I looked up from my Spartacus Gladiator game to see my mother’s face. She was glowing and looking more beautiful than I have ever noticed before. Everything seems to shift to soft focus. Uncle Buddy was handing her a small white box with a black ribbon around it. Then he handed one to Aunt Betty, she was glowing too! And then the last box to Granny who was near angelic in her shimmering smile and just a hint of a tear in her eye. Very deliberately, simultaneously and slowly they each opened the presents. The lights from the Christmas tree glittered and refracted off the small glass bottles that were gently pulled from the white boxes. They were filled with a golden liquid and at the sight of them the women, my Mother, my Aunt and my Grandmother would exclaim. “Oh Buddy you shouldn’t have.”

But he did do it, and he did it every year.  He gave the three women he loved more than anyone else for his entire life the one thing they adored; a small precious bottle of Chanel No.5. Eau de Toilette.
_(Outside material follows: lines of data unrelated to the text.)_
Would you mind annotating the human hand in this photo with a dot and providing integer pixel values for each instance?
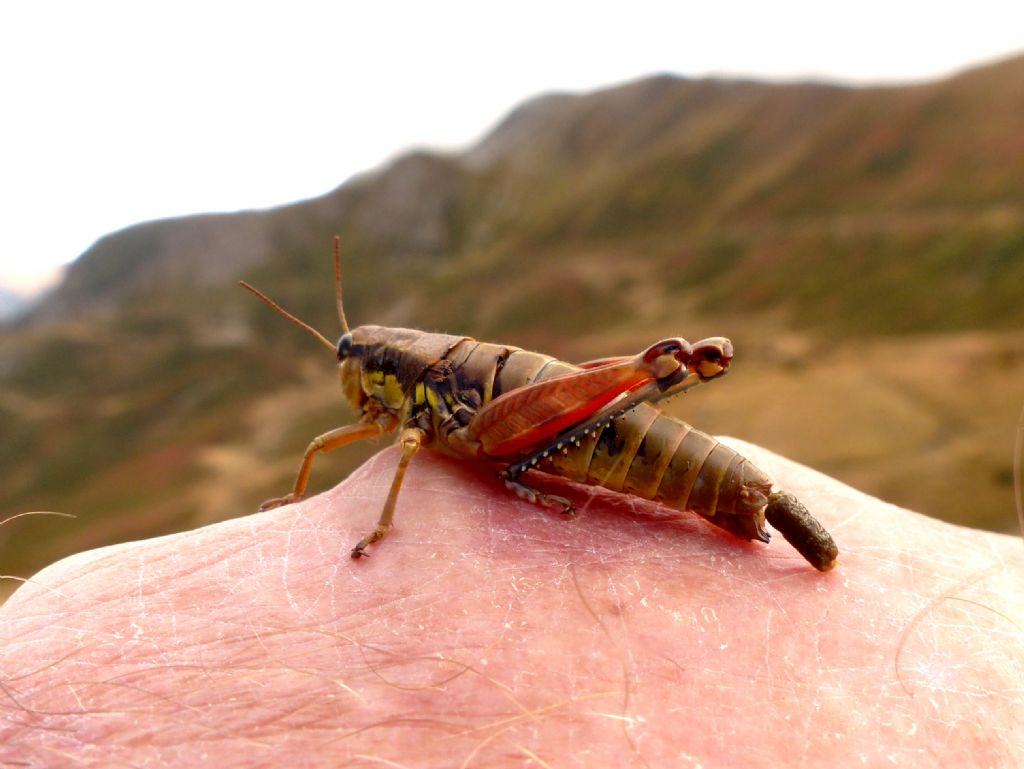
(486, 632)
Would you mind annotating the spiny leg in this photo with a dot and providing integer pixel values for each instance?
(411, 439)
(327, 442)
(531, 495)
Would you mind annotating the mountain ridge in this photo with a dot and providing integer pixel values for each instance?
(863, 248)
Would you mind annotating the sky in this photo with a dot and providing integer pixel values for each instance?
(116, 113)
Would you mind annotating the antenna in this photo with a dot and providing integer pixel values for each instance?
(323, 339)
(337, 284)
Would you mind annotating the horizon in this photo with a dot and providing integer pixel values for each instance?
(232, 128)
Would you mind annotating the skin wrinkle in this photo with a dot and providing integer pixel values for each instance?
(477, 650)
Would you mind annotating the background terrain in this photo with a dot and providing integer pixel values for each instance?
(862, 247)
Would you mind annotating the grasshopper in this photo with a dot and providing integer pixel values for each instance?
(594, 423)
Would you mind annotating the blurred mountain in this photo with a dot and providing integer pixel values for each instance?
(863, 247)
(10, 304)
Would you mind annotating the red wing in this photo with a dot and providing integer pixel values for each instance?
(527, 417)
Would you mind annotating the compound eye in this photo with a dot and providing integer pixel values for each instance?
(344, 346)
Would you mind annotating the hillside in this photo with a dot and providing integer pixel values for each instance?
(864, 248)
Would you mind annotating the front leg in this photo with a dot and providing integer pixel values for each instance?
(327, 442)
(411, 440)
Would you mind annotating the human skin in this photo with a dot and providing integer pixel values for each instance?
(486, 632)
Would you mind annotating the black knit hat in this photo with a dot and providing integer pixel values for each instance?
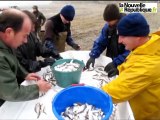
(68, 12)
(133, 24)
(111, 12)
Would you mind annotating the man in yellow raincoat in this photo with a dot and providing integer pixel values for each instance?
(139, 78)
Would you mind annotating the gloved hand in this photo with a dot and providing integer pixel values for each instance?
(57, 57)
(111, 69)
(76, 47)
(34, 66)
(89, 62)
(49, 61)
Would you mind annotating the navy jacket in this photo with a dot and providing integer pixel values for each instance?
(115, 50)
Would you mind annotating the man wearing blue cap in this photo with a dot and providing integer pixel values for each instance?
(139, 76)
(57, 30)
(108, 39)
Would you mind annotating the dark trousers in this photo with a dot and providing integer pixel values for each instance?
(1, 102)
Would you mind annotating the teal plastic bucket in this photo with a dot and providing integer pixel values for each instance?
(65, 79)
(82, 94)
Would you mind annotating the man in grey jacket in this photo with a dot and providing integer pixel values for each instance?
(14, 29)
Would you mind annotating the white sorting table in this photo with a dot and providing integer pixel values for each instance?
(25, 110)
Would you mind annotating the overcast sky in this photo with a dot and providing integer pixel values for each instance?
(23, 3)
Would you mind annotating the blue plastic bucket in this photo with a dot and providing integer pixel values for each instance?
(82, 94)
(65, 79)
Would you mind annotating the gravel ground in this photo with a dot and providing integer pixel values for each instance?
(89, 21)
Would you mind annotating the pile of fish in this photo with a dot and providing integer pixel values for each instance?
(82, 112)
(67, 67)
(101, 76)
(49, 77)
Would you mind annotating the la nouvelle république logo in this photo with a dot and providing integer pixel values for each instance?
(138, 7)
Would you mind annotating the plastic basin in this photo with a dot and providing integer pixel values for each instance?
(65, 79)
(82, 94)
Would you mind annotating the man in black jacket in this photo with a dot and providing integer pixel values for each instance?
(40, 20)
(57, 30)
(28, 52)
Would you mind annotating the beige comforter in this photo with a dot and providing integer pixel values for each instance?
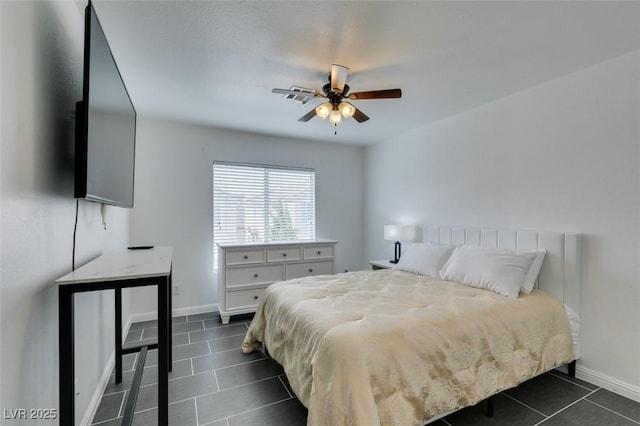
(393, 348)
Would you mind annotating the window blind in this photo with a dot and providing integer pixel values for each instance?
(258, 203)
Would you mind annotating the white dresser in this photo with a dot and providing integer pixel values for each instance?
(246, 270)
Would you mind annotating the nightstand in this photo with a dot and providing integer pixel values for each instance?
(381, 264)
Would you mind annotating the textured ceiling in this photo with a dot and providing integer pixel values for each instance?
(215, 62)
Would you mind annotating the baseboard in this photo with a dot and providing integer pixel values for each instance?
(191, 310)
(609, 383)
(91, 410)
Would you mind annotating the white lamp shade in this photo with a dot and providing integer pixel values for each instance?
(408, 233)
(392, 232)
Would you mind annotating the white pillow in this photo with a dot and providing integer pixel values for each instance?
(497, 270)
(425, 259)
(532, 275)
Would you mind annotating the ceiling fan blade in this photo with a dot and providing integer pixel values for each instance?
(308, 116)
(360, 116)
(376, 94)
(338, 77)
(296, 93)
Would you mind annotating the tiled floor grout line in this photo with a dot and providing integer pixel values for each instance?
(565, 407)
(525, 405)
(243, 363)
(569, 381)
(195, 402)
(285, 386)
(215, 376)
(257, 408)
(612, 411)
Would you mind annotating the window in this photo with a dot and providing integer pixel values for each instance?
(257, 203)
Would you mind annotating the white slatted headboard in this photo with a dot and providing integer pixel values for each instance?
(560, 273)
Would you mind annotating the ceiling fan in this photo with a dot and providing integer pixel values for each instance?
(336, 91)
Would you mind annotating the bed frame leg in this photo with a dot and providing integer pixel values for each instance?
(490, 407)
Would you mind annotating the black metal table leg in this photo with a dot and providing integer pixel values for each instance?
(170, 326)
(163, 353)
(118, 342)
(66, 357)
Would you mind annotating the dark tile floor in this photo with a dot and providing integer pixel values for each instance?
(214, 384)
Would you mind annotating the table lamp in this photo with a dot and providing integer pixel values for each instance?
(405, 233)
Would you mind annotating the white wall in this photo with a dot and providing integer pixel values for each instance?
(41, 78)
(174, 197)
(561, 156)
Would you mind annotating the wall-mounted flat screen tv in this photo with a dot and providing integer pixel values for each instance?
(105, 125)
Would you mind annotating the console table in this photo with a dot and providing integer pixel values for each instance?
(115, 271)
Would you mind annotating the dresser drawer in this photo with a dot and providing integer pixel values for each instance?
(298, 270)
(244, 298)
(318, 252)
(244, 257)
(283, 254)
(254, 275)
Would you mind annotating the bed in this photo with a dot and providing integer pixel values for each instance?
(392, 347)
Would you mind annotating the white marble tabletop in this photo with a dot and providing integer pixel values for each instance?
(122, 265)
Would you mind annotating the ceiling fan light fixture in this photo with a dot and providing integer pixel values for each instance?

    They dabbed a little behind each ear and the room was infused with the most wonderful smell. They hugged Uncle Buddy and thanked him for giving them the one thing they really wanted. And so they were set for the coming year. Each bottle was placed on a vanity and held the prized spot there. They were nurtured and used sparingly and made to last exactly 364 days.

I leaned that day in 1961 the power, allure and magic of perfume and how it could change everything. And that is why when ever I smell Chanel No.5 it smells just like Christmas to me.

Oh yes I forgot to tell you, after dinner on Christmas day we would have a good old fashioned table raising séance. We were a family of many unusual Christmas traditions.

(Chanel No5 ad circa 1961)

11 Comments

  1. Goosebumps. Oh. Yes. Confession: I got a little teary while reading your lovely, lovely story. Ah, the power of smell. I also love the black ribbon detail. Gorgeous post!! Theadora (My glamorous aunt also wore Chanel No.5. I’m off now to find my little bottle.)

  2. Theadora you are an absolute darling! So happy you liked my scents memory. Isn’t it wonderful to have a glamorous aunt? Everyone should have one. Have fun in your No.5.
    Lanier

  3. Fabulous as always!

  4. If you enjoyed my story A Chanel Christmas please click over to Dionnes lovely story “More than Just a Bottle of Après l’Ondée”
    on her great blog Beauty On The Outside!
    Link: More than Just a Bottle of Après l’Ondée

  5. Uncle Bud and Aunty Betty are a handsome couple. Love that picture!

    • Thanks Eye! Uncle Bud is no longer with us but Aunt Betty is and is still a beautiful lady. Yes I love that picture too.

  6. I just noticed that I never did comment over here on this post, Lanier. I think this is my favorite one you’ve ever done. Fantastic!

    • Dionne thank you! I need to do more memory posts about perfumes and such. Cheers!

  7. And, a feeling of drowsy well being went right up to my chin like a downy quilt on cold winter’s night – and so to bed. Thank you, as always, for story time.